Mas Sonic ainda está longe de se aposentar. Agora, é a vez de o personagem encarnar um guerreiro medieval, com direito a espada e armadura. É isso mesmo. O mais novo jogo do ouriço, Sonic and The Black Knight, exclusivo para o Wii, coloca o velocista novamente em um papel, no mínimo, peculiar. Mas será que desta vez veremos a lenda renascer?

Sonic e o Rei Arthur


Quando ligamos o console pela primeira vez, tudo indica que temos a nossa frente um game incrível. A começar pelos visuais. Antes de tudo, uma CG demonstra um pouco sobre a história do game, tudo regado com gráficos de extrema qualidade. Além disso, quando embarcamos nos menus, é possível notar um acabamento muito atraente, que se adéqua perfeitamente ao clima do jogo.

Ao total, o jogo conta com três modos jogáveis: Adventure, Battle e Ranking. No modo campanha, o tempo de jogo é relativamente curto, e denegrido durante boa parte. Ao optar por esta modalidade, a primeira impressão é que retornamos a famosa fórmula veloz de Sonic, mas tudo vai por água abaixo quando nos deparamos com inimigos.

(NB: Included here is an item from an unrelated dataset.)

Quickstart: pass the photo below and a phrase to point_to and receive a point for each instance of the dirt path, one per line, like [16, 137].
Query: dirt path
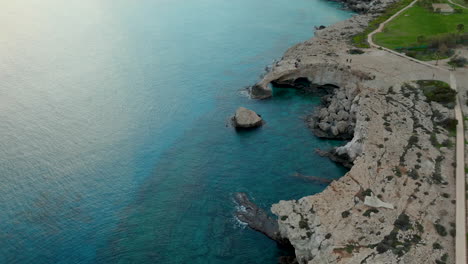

Mas, antes de comentarmos sobre a jogabilidade, vamos falar um pouco sobre a história, que merece ser exaltada por sua singularidade. A trama envolve o reino do Rei Arthur, que foi dominado pela escuridão. O governador acabou se corrompendo pelo poder da imortalidade garantida pela bainha da espada sagrada Excalibur e invocou diversos exércitos do mundo subterrâneo para acabar com tudo o que é puro e bom na região.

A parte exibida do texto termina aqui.